Not long after Presco's death, Engine 11 appointed their third African American firefighter on April 10, 1907, William "Bill" Sheaf. [4] From Joseph Marshall's account of his short three months with Sheaf, he claims that Sheaf was highly respected by his fellow members of the company and even his white superiors. [4] Sheaf ended up passing away on February 24, 1924, Marshall's birthday. [4] Though along with Sheaf's appointment came three more unnamed meant that were appointed to Engine 11 between 1907 and 1918. [1] In 1919, the city of Philadelphia ordered that fire departments move to a two-platoon system, which meant that there would now be two shifts of men rather than one. [1] This created platoon A and platoon B at Engine 11, which meant each man worked three 10 hour days with 24 hours off, followed by three 14 hour nights. [1] This implementation was resourceful in terms of the men's workload but also meant that they needed to hire a lot more men immediately, 13 more men were hired and brought the companies count of African American firefighters to 17. [1]

With a large presence of African American men in the company at this time, some of the surviving men felt as though their white comrades were treating them poorly and some felt they were treated equally. [1] Marshall remembers him and the other men being treated fairly,

"We were treated fine.

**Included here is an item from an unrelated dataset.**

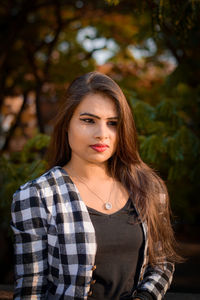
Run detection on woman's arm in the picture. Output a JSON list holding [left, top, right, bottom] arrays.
[[11, 184, 48, 300], [135, 261, 174, 300]]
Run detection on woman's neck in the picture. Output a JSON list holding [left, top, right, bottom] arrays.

No problems, no problems. Because, you know, firefighting, firefighting is a very dangerous game, and you don't play when the fire's going out. [1]"

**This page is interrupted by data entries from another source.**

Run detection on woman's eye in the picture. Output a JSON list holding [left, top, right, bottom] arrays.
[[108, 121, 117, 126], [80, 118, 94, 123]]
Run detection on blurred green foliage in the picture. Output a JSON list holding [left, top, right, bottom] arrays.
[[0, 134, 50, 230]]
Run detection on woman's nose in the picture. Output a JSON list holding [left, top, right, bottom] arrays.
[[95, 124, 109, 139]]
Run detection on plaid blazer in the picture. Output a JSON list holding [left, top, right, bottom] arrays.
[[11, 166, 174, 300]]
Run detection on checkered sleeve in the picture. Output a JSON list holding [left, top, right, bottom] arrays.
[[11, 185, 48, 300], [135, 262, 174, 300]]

One of Marshall's fellow firemen, Clarence Brogdan, who joined Engine 11 after 1945, felt much differently about their treatment than Marshall. He remembers being on the fireground actively trying to put a fire out and having their hose kinked by the white men, which of course put them in a dangerous situation. [1] Which, dangerous situations were not uncommon for these men as they were often placed on the downwind side of fires where they would be inhaling smoke while fighting fires. [1] This is how the men received the nickname 'Leather Lungs", their perseverance in terms of fighting fire while often put in the least desirable situations. [1]

The issue of overstaffing had been an issue across Philadelphia all the way back to 1938, to the extent that men were being sworn in with more men than vacant spots to be filled. [1] The city's local paper, The Tribune had begun making recommendations on how to mitigate the problem to the new Chairman of the Republican City Commission, William Meade Jr. [1] It was after that, that rumors started to circulate about how Meade was going to create two new African American firehouses, Engine 1 and 27. One week later on February 19, 1949, The Tribune had on its front page, "Fire Department Ends Jim-Crow; Organizes Six Mixed Companies. [5]" This meant that men were able to transfer between companies to be closer to home, which many of them were not. [1] The desegregation was not something that could happen overnight but did happen within 4 years, on February 17, 1953, The Tribune proudly published "All-Negro Engine Co. 11 Ended. [1]" Today, the original 1016 South Street location is known as the Willie G. Williams Community Center, providing a multitude of services to the surrounding community as it once did back in 1871. [6] At the new location of Engine 11 located on 601 South Street, you can find the Mapping Courage mural which honors W.E.B Dubois and Engine 11 done by artist Willis "Nomo" Humphrey. [7]

[1] Accessed December 9th, 2021.

[2] Engine #11: A Journey of Segregation, The Great Migration. Accessed December 9th, 2021.

[3] Mandell, Melissa. Engine Company No. 11, Phila Place. Accessed December 9th, 2021.

[4] Marshall, Interview with Joseph A. Marshall.

[5] “Fire Department Ends Jim Crow.”

[6] Tomar, David. Engine 11 Fire House, OCF Realty. June 28th 2013. Accessed December 9th 2021.

[7] Mapping Courage: Honoring W.E.B Dubious and Engine #11, Mural Arts Philadelphia. Accessed December 9th 2021.